About this blog

My name is Bill Hirt and I'm a candidate to be a Representative from the 48th district in the Washington State legislature. My candidacy stems from concern the legislature is not properly overseeing the WSDOT and Sound Transit East Link light rail program. I believe East Link will be a disaster for the entire eastside. ST will spend 5-6 billion on a transportation project that will increase, not decrease cross-lake congestion, violates federal environmental laws, devastates a beautiful part of residential Bellevue, creates havoc in Bellevue's central business district, and does absolutely nothing to alleviate congestion on 1-90 and 405. The only winners with East Link are the Associated Builders and Contractors of Western Washington and their labor unions.

This blog is an attempt to get more public awareness of these concerns. Many of the articles are from 3 years of failed efforts to persuade the Bellevue City Council, King County Council, east side legislators, media, and other organizations to stop this debacle. I have no illusions about being elected. My hope is voters from throughout the east side will read of my candidacy and visit this Web site. If they don't find them persuasive I know at least I tried.

Thursday, April 28, 2016

How BCC Should Respond to ST3

I doubt if many of those who watched the April 25th Bellevue City Council meeting on TV or later viewed the video were favorably impressed by the council’s approach to their April 29th response to ST3 proposal.  What was billed as the council’s approval of their transportation staff’s “final” draft response was anything but an “approval”.  

The draft was supposedly the result of several months of consultations with the staff and Sound Transit to update their January ST3 response. Yet every councilmember had some objections.  For example one suggestion was to ask Sound Transit to come out with an interim “ST2.5 proposal” rather than ST3.  How’s that for a last minute change?

Others expressed concern over the lack of sub-area equity, transparency, cost, or whether Issaquah-to-Bellevue should be light rail or BRT.  They all seemed enthused by BRT without recognizing the lack of ST3 funding for the thousands of additional parking spaces needed to make it effective. 

Both the draft and all of the council’s comments ignored the concerns in my earlier presentation about the ST3 failure to accommodate cross-lake commuters or reduce I-90 Eastgate congestion.   It makes one wonder whether anyone on the transportation staff or council had every experienced either.

I’m curious as to how the transportation staff will respond to all the council ST3 “suggestions”.   Presumably they’ll submit the "final" version to the Bellevue Reporter for publication telling residents what they’ve asked for in exchange for the hundreds if not thousands they’ll be forced to pay each year for the next 25 years if ST3 passes.

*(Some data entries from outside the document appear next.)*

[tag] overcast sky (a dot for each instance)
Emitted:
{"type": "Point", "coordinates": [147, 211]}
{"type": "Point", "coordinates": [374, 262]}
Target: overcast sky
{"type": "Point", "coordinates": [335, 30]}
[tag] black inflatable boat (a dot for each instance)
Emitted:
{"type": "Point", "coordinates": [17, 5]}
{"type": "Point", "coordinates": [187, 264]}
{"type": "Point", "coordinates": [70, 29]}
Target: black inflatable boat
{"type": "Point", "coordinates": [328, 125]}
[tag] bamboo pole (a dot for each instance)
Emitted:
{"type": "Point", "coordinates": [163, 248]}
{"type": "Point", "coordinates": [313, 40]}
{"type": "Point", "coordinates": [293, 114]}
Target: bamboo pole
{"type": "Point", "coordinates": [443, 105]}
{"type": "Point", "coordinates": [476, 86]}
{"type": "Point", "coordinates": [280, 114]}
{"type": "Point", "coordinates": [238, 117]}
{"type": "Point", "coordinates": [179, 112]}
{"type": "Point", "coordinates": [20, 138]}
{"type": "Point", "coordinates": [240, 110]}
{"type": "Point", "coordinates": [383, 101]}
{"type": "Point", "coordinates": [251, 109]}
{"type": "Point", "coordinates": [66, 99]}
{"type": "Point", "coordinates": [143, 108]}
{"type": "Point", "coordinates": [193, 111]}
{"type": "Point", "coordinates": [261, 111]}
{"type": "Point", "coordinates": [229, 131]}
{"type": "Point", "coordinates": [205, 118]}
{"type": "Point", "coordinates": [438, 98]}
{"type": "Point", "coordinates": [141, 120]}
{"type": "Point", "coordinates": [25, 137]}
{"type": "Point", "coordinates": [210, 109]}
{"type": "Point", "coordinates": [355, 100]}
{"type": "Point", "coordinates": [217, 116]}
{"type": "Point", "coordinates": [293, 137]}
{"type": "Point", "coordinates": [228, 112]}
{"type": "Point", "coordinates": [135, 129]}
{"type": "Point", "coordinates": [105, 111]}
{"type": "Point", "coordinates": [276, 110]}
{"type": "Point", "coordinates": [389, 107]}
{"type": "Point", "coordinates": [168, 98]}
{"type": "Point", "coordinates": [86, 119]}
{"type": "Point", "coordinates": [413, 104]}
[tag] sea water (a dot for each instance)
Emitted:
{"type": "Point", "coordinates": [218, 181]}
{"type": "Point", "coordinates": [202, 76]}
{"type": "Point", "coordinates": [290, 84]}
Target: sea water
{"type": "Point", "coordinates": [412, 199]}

My response from the council would have been as follows;

The Bellevue City Council believes the current Sound Transit ST3 proposal fails to address the congestion commuters from throughout the east side face during their daily commutes both into and out of Seattle, and into and out of Bellevue.  ST3 funding perpetuates an ST2 Prop 1 East Link light rail system whose capacity will be limited to one 4-car train every 8 minutes or about 4500 riders per hour. 

Thus ST3 does nothing to provide the capacity needed for current peak cross-lake transit demand let alone any future growth.  The only way to do so is to initiate BRT on both the I-90 and ST520 Bridges.  BRT on the I-90 Bridge would use the two center roadway lanes for inbound and outbound buses only.  BRT on SR520 would use the HOV lanes with +3 riders required during peak commuter hours.

I-90 BRT would avoid the likely gridlock on the outer roadways resulting from closing the center roadway, the disruption to those living near or commuting on 112th Ave from light rail construction, the impact on downtown Bellevue from the need to tunnel under the city, and the loss of transit access from the closure of the South Bellevue P&R.  

SR520 BRT to a T/C at the University Link light rail station near the stadium would provide thousands of cross-lake commuters from both sides of the lake with a combined BRT/Light rail commute.  The University Link has twice East Link's  capacity and BRT riders could avoid paying bridge tolls and downtown parking fees.  Both could begin operation in 2017 yet ST3 precludes I-90 BRT and ignores BRT on SR520.


Light rail funds should be used to add thousands of parking spaces to existing and new P&R facilities with direct BRT routes either into Seattle or Bellevue and Overlake T/Cs.  Thousands of eastside commuters would be able to leave their cars near where they live rather than where they work easing congestion throughout the area.  Since all of this could be easily done with existing Prop 1 funds the council recommends eastside voters reject ST3.